British adventurer and industrialist David Hempleman-Adams has completed his journey to circle the North Pole, as part of the Polar Ocean Challenge. The challenge entailed navigation by yacht of the Northeast and Northwest arctic passages, which were considered to be impenetrable throughout recorded history, due to sea-ice. As global temperatures have continued to rise, the sea-ice has melted, and Mr. Adams embarked on the project in order to highlight the reality of climate change and the widespread decline of sea-ice. The ice has receded so much that Adams was able to navigate the once impassable Northwest passage in just two weeks.
The yacht, called the Northabout, left Bristol UK this past June, and has been navigating the North Pole in a counter clockwise direction. On Monday, it made its way out of Canada’s Lancaster Sound, which marked the successful navigation of both formerly impassible sea routes.
According to satellites, this week also marked the second lowest recorded extent of Arctic sea-ice.
The completion of the Polar Ocean Challenge coincides with an unusually busy news week for the Canadian arctic, after the long sought-after remains of the HMS Terror were found in the bottom of Terror Bay, this past Monday. The ship was attempting to navigate and chart the Northwest passage in the 1840s, when it was ultimately abandoned in the heavy sea-ice that once blanketed the area. Now, the 15 meter-long, aluminum-hulled yacht was able to navigate the long sought-after route with no such problems.
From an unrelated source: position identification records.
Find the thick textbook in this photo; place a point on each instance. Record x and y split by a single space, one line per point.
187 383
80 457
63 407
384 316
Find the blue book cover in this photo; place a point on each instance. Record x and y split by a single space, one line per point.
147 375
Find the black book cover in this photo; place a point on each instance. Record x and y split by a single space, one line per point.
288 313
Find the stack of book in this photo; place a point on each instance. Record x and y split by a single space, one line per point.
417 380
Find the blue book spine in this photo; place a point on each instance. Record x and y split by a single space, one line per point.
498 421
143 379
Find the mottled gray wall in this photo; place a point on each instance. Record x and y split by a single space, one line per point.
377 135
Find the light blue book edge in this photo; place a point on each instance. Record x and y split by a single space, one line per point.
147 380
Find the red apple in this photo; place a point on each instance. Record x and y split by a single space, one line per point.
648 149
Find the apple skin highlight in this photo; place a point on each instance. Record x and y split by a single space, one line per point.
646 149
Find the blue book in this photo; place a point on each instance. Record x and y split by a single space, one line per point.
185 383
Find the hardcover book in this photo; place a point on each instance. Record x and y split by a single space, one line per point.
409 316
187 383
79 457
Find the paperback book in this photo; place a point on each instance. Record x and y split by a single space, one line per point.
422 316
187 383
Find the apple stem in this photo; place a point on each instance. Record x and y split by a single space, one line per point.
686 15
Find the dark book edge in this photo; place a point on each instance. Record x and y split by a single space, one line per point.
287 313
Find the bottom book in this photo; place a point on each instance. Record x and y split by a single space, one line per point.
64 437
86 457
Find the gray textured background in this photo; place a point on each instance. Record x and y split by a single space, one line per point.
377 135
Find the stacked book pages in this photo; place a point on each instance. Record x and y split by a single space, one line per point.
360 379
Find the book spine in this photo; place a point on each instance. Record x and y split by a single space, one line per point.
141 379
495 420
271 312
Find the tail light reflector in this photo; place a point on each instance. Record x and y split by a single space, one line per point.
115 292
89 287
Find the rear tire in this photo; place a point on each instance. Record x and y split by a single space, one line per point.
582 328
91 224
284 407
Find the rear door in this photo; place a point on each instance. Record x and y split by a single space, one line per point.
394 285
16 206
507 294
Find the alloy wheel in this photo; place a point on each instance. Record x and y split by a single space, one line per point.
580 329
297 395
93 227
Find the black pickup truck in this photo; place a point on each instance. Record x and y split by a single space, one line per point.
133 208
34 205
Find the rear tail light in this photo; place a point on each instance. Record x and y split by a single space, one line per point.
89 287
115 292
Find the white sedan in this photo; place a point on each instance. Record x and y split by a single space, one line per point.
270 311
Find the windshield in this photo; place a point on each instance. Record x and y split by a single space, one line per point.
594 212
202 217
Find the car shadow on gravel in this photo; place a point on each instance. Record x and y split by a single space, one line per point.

The Northeast and Northwest passages are expected to see more and more commercial traffic as temperatures rise and ice continues to melt. One study recently predicted that by the middle of this century, the opportunities for normal, non-ice-strengthened sea vessels to cross the Arctic are expected to double – even in a scenario in which strong measures are taken to slow climate change. The Northwest passage was sought after for centuries as the holy grail for explorers in an era during which all commercial traffic relied on maritime transport. Much of the exploration of the new world, including that of Sir Francis Drake, Jacques Cartier, James Cook, and Henry Hudson, was ultimately in search of the then-nonexistent sea route from Europe to Asia. Ironically, climate change as a result of human activity has now made that myth into a reality.
The Northabout will make its way down Greenland’s iceberg-ridden west coast, before crossing the North Atlantic to return home to the UK in October.